Пэйринг и персонажи
Метки
Описание
Двое молодых парней. Братья с тяжёлой судьбой. Мать перед смертью сказала им: "Берегите друг друга, вы обязаны выжить". Они чтят её завет вот уже десять лет, никого не пуская в их общий маленький мир... Вот только жизнь иногда заставляет открыть глаза на то, что пытаешься не видеть.
Примечания
Работа написана на марафон "ЛОСТ", организованный Объединением авторов ЗапалЪ (https://vk.com/zapal_authors).
Посвящение
Посвящается Жене и его Мисоль. Спасибо маме с папой, что прочли и указали на недочёты!
Глава 3. Приходит ночь, просыпаются волки
06 сентября 2023, 03:40
— Давайте сразу определимся: деревня большая, и спать в одном доме нам не обязательно. Если госпоже угодно, мы уйдём в соседний, там наверняка та же разруха, так что плевать, на самом деле. Жратву мы тебе оставим, ты честно за неё заплатила. Ты к нам не лезешь, мы к тебе не лезем, а на рассвете — снова в горы. Я прав, или есть возражения?

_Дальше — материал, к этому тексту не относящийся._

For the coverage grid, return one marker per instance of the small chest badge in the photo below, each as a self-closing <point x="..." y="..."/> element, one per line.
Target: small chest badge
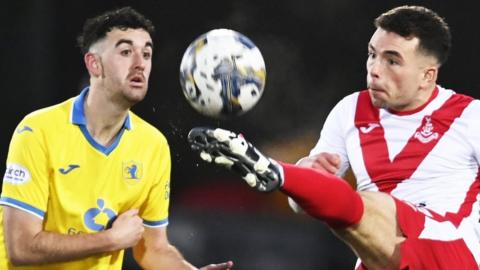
<point x="132" y="170"/>
<point x="426" y="133"/>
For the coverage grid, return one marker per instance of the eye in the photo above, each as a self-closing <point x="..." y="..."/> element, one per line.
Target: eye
<point x="126" y="52"/>
<point x="147" y="55"/>
<point x="392" y="62"/>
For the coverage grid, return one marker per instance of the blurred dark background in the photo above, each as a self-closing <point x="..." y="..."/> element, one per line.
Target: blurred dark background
<point x="315" y="53"/>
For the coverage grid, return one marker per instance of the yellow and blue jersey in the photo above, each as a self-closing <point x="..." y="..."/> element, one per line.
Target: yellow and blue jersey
<point x="57" y="172"/>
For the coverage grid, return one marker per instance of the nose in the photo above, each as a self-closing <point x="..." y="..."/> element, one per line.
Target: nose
<point x="138" y="61"/>
<point x="373" y="68"/>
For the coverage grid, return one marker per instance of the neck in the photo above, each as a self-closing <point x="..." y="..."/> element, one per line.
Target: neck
<point x="425" y="96"/>
<point x="104" y="118"/>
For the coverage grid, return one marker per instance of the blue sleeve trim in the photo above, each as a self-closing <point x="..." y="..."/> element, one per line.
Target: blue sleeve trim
<point x="160" y="223"/>
<point x="22" y="206"/>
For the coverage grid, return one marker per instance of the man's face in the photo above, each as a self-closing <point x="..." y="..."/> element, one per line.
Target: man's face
<point x="395" y="71"/>
<point x="126" y="59"/>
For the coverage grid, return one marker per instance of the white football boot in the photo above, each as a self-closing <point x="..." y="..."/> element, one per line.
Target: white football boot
<point x="230" y="150"/>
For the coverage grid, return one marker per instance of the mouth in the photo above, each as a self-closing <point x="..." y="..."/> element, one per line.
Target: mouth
<point x="137" y="80"/>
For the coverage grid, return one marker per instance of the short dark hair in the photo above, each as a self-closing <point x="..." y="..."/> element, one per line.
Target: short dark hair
<point x="97" y="27"/>
<point x="423" y="23"/>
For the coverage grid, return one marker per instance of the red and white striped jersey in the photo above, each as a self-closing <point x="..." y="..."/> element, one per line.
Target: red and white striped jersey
<point x="428" y="157"/>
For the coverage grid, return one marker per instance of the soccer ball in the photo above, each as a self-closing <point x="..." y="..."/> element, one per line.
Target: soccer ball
<point x="222" y="74"/>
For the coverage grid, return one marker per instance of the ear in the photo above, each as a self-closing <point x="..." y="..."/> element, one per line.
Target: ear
<point x="430" y="75"/>
<point x="93" y="64"/>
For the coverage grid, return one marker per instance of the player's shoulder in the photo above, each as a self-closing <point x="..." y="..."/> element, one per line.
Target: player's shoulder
<point x="145" y="129"/>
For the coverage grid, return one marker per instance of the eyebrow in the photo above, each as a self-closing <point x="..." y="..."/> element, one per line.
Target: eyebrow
<point x="388" y="52"/>
<point x="129" y="42"/>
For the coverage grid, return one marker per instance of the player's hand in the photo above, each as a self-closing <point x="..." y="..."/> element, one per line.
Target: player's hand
<point x="328" y="162"/>
<point x="127" y="229"/>
<point x="220" y="266"/>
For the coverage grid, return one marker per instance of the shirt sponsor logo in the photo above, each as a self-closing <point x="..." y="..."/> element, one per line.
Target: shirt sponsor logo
<point x="16" y="174"/>
<point x="69" y="169"/>
<point x="369" y="128"/>
<point x="99" y="218"/>
<point x="426" y="134"/>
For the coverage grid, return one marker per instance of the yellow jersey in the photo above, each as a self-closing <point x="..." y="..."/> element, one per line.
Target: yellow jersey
<point x="57" y="172"/>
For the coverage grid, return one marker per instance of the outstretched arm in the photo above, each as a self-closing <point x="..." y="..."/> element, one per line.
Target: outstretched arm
<point x="155" y="252"/>
<point x="28" y="244"/>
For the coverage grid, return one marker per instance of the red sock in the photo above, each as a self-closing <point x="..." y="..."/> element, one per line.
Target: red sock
<point x="323" y="195"/>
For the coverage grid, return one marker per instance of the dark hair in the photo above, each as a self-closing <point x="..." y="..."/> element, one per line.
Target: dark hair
<point x="415" y="21"/>
<point x="97" y="27"/>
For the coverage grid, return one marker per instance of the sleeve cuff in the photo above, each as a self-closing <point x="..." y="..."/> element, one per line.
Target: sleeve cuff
<point x="22" y="206"/>
<point x="155" y="224"/>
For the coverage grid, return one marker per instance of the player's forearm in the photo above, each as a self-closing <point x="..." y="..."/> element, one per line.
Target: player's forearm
<point x="49" y="247"/>
<point x="167" y="257"/>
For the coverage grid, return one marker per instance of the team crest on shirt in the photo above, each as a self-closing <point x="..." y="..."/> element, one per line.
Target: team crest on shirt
<point x="132" y="171"/>
<point x="16" y="174"/>
<point x="426" y="134"/>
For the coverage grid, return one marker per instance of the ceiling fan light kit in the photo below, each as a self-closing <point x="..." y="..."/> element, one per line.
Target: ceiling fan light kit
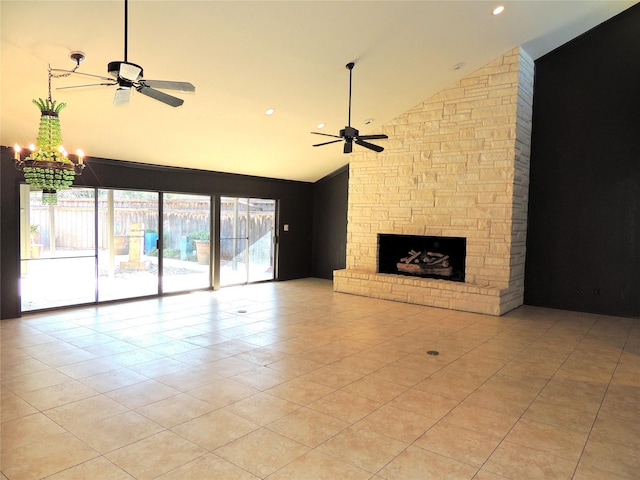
<point x="349" y="134"/>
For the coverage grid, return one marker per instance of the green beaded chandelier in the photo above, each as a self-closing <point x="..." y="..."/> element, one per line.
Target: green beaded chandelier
<point x="48" y="167"/>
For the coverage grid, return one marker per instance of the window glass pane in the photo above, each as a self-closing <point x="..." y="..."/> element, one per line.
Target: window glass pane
<point x="57" y="249"/>
<point x="261" y="230"/>
<point x="186" y="238"/>
<point x="246" y="240"/>
<point x="126" y="267"/>
<point x="233" y="241"/>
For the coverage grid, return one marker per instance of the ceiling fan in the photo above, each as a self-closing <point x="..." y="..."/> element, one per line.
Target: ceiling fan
<point x="349" y="134"/>
<point x="128" y="76"/>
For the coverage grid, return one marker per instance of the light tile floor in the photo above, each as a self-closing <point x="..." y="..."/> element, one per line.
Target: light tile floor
<point x="290" y="380"/>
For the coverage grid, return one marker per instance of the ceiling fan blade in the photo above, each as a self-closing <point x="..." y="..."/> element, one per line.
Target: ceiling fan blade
<point x="75" y="72"/>
<point x="88" y="85"/>
<point x="327" y="143"/>
<point x="160" y="96"/>
<point x="326" y="134"/>
<point x="372" y="137"/>
<point x="129" y="71"/>
<point x="169" y="85"/>
<point x="368" y="145"/>
<point x="122" y="96"/>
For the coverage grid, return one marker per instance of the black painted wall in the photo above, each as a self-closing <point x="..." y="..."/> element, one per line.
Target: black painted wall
<point x="295" y="209"/>
<point x="330" y="200"/>
<point x="583" y="240"/>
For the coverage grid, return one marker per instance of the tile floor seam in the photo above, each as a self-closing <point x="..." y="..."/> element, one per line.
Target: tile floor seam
<point x="604" y="396"/>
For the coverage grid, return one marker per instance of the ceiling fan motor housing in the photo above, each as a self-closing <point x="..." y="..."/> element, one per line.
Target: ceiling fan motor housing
<point x="115" y="68"/>
<point x="349" y="132"/>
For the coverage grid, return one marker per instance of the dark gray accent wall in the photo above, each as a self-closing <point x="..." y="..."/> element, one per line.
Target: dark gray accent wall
<point x="583" y="240"/>
<point x="330" y="203"/>
<point x="295" y="209"/>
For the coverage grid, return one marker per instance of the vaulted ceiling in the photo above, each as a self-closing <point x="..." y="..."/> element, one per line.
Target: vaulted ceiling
<point x="247" y="56"/>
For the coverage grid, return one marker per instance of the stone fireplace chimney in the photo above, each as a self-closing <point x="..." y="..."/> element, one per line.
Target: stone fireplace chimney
<point x="456" y="165"/>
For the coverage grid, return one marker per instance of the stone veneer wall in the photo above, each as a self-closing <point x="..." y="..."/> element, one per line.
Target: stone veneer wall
<point x="455" y="165"/>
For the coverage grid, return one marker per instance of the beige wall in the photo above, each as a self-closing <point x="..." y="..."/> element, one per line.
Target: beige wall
<point x="455" y="165"/>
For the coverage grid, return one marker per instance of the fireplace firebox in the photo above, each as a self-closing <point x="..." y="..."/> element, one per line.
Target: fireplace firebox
<point x="422" y="256"/>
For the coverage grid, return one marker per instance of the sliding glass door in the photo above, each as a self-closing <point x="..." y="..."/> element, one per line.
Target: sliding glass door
<point x="186" y="247"/>
<point x="247" y="227"/>
<point x="100" y="245"/>
<point x="57" y="249"/>
<point x="127" y="264"/>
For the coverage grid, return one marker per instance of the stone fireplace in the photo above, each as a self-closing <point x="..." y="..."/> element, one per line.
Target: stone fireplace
<point x="422" y="256"/>
<point x="454" y="166"/>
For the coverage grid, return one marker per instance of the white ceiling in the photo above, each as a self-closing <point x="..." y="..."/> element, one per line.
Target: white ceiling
<point x="246" y="56"/>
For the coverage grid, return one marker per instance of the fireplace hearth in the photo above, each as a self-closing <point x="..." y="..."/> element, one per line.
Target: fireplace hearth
<point x="422" y="256"/>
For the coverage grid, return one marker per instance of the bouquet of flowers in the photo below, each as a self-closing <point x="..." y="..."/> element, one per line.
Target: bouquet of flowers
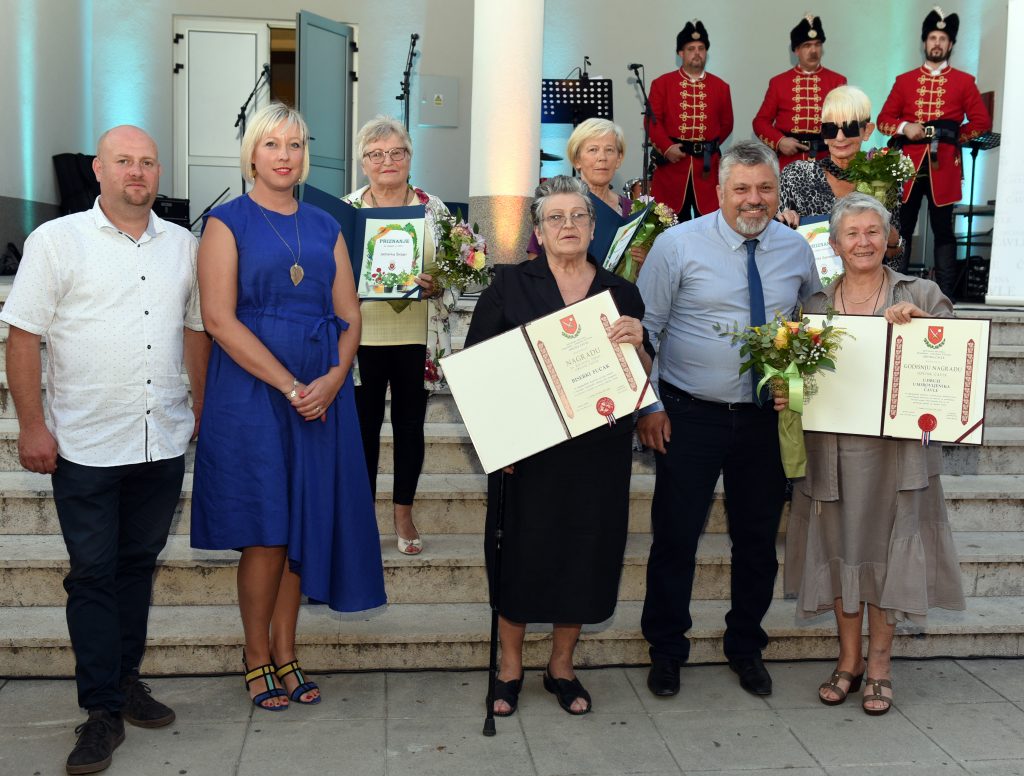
<point x="461" y="260"/>
<point x="881" y="172"/>
<point x="787" y="354"/>
<point x="658" y="218"/>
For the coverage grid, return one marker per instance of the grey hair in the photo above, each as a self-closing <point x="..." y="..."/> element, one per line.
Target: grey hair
<point x="557" y="185"/>
<point x="380" y="128"/>
<point x="748" y="154"/>
<point x="855" y="204"/>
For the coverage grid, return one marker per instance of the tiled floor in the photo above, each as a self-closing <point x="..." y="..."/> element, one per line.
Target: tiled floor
<point x="953" y="717"/>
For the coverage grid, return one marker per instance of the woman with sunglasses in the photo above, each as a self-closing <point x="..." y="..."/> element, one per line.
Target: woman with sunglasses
<point x="400" y="344"/>
<point x="811" y="188"/>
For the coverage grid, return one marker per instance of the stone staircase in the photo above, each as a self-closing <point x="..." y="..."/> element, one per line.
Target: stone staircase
<point x="438" y="616"/>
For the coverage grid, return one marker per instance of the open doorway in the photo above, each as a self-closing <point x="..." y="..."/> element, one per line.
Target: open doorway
<point x="217" y="61"/>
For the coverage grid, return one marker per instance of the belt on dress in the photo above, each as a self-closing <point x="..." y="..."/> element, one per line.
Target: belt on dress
<point x="701" y="148"/>
<point x="320" y="325"/>
<point x="940" y="130"/>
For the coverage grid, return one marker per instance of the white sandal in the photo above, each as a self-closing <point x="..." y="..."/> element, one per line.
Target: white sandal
<point x="410" y="546"/>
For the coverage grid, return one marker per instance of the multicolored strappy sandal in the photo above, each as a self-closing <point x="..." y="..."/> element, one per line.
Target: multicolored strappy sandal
<point x="304" y="686"/>
<point x="267" y="674"/>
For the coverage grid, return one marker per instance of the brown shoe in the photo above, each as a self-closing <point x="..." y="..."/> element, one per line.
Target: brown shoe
<point x="97" y="738"/>
<point x="876" y="685"/>
<point x="140" y="708"/>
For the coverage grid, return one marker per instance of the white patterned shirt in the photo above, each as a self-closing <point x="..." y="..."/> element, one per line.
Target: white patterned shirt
<point x="112" y="310"/>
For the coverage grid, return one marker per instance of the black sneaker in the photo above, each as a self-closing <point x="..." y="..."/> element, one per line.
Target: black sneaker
<point x="140" y="708"/>
<point x="97" y="738"/>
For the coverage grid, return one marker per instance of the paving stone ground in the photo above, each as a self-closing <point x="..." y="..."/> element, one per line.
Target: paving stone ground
<point x="952" y="717"/>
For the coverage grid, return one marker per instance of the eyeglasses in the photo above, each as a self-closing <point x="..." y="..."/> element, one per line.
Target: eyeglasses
<point x="557" y="220"/>
<point x="395" y="155"/>
<point x="829" y="129"/>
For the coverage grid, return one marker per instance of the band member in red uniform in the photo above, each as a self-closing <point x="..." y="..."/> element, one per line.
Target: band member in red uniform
<point x="790" y="118"/>
<point x="692" y="116"/>
<point x="924" y="114"/>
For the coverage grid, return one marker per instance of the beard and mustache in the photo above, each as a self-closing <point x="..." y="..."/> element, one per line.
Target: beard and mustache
<point x="753" y="224"/>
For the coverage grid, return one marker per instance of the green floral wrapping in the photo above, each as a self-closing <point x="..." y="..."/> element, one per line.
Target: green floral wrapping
<point x="791" y="443"/>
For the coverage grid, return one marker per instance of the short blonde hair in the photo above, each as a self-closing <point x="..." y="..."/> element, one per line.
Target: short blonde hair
<point x="590" y="129"/>
<point x="846" y="103"/>
<point x="263" y="123"/>
<point x="380" y="128"/>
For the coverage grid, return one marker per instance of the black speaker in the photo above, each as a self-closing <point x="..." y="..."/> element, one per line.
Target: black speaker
<point x="175" y="211"/>
<point x="975" y="279"/>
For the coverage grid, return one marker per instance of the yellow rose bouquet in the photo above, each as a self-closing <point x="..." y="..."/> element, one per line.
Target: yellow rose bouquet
<point x="787" y="354"/>
<point x="461" y="260"/>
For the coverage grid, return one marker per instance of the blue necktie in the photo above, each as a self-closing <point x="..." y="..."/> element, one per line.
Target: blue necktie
<point x="757" y="305"/>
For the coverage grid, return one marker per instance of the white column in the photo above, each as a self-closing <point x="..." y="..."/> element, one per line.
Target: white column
<point x="1006" y="277"/>
<point x="505" y="142"/>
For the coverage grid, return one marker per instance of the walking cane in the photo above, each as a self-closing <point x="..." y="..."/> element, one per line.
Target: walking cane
<point x="488" y="722"/>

Иси раздражённо зыркнул на брата, но ничего не сказал. Он сидел на крыльце заброшенного дома, ставшего их временным пристанищем, и обрабатывал острым камнем свой старый узкий клинок, один из двух — его как раз пора было заново наточить. Повязка, наложенная Микой ему на голову, была смазана какой-то остро пахнущей мазью, с которой юноша сталкивался впервые, и приятно холодила лоб. Боль практически исчезла, ясность ума вернулась, а прикосновение тонких мягких пальцев к коже всё ещё отзывалось в висках.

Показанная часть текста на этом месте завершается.